Posted on 10/22/2012
Earlier this year, there was an article from Dow Jones' MarketWatch titled, "10 money-making investment ideas for 2012," which shared a sentiment popular among nearly every strategist on Wall Street at the time - "Stick with dividend-paying growth stocks". Their premise, similar to many, and plausible to even more, was that "U.S. corporate balance sheets — the fundamentals — are in excellent shape overall. Still, in a slow-growth climate the advantage goes to the best of the best. These companies tend to be in areas that are less economically sensitive. Typically they’re large-caps, with a 'wide moat' of business, strong cash flow and a history of using capital for productive purposes including acquisitions, share buybacks and consistently higher dividends." Dividend stocks were about the safest and easiest recommendation an advisor could make to clients early in 2012 as firms generally supported the concept and investors were at least more receptive to this segment of the market after seeing the S&P 500 Index [SPX] finish 2011 with 0% returns.

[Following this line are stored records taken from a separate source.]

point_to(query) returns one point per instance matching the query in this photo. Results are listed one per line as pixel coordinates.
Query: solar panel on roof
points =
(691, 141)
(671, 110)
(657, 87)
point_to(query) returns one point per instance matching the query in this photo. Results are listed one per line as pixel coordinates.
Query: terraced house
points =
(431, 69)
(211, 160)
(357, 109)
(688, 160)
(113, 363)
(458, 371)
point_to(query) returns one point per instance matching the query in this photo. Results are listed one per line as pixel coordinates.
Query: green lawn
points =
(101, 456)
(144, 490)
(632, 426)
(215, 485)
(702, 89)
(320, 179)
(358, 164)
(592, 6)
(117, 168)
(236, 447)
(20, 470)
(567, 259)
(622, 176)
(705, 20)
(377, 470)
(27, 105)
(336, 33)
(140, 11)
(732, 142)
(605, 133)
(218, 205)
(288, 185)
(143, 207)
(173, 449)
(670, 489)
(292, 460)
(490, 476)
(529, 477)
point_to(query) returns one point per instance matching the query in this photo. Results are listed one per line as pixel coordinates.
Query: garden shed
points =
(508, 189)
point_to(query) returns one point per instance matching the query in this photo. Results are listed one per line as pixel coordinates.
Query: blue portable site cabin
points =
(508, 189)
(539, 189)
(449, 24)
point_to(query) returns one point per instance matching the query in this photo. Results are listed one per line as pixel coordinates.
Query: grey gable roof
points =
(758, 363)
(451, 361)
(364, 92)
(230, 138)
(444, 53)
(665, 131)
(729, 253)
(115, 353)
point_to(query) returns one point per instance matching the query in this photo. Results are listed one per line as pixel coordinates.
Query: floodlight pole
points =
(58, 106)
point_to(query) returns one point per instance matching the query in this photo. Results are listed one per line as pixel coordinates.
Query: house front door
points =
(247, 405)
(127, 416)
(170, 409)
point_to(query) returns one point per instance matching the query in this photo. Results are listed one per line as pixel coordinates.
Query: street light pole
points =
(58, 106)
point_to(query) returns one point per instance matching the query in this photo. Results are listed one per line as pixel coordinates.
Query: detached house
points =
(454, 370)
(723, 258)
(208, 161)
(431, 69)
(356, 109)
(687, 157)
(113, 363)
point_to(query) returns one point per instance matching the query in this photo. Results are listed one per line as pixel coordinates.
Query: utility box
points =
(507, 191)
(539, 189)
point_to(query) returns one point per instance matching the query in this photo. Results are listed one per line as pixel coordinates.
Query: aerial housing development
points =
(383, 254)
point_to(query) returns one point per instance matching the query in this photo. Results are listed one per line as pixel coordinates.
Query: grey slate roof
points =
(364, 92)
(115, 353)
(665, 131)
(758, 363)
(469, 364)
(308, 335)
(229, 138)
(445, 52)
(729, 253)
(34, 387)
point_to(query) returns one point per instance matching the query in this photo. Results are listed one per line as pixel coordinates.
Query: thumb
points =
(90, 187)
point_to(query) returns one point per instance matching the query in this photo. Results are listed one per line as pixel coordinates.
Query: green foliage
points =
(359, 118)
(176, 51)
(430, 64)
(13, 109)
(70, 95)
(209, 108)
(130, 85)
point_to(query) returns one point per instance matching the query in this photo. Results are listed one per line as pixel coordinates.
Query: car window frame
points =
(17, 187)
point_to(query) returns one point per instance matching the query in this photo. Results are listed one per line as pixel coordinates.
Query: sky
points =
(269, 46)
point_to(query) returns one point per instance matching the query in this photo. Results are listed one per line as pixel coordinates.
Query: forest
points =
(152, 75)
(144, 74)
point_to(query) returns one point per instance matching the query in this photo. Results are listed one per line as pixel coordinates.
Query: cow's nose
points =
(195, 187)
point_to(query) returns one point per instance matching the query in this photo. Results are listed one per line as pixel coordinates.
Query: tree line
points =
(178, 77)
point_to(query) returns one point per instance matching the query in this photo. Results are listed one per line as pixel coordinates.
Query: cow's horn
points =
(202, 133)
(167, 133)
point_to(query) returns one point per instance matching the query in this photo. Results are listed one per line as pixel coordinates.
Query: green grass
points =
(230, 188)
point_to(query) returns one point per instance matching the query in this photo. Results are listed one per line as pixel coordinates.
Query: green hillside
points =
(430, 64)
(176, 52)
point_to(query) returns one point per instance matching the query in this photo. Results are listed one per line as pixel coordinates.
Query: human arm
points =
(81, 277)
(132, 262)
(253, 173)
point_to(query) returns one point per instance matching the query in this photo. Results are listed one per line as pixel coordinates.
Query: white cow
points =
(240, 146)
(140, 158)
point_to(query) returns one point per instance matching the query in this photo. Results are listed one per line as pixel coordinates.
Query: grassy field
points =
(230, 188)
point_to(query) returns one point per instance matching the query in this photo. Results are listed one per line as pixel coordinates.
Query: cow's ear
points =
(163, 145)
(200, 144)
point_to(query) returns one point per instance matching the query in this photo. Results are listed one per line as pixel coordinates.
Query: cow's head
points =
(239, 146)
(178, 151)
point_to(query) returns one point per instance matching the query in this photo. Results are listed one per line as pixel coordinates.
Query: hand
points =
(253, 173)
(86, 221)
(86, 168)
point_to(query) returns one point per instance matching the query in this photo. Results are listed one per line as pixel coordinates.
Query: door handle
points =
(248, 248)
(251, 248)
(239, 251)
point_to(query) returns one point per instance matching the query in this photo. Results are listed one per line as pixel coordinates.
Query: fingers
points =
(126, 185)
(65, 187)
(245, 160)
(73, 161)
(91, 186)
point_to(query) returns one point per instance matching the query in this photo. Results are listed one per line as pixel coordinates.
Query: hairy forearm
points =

To this point in the year there are far worse places an investor could have been, as dividend-based products have generally produced solid absolute returns. However, despite a growing stable of dividend-based ETFs gathering assets much faster than the rest of the ETF world, the current list of 32 dividend-based ETFs have underperformed the S&P 500 Index [SPX] in ubiquitous fashion so far this year. This is illustrated in the graphic below, which segregates US Equity-based Dividend Funds from Int'l/Global Equity-based Dividend Funds. The latter are perhaps better compared to the MSCI EAFE Index [EFA] or some combination of that and SPX, but regardless the point is quite clear that as an investment genre dividend-based ETFs haven't kept pace with the broader market this year.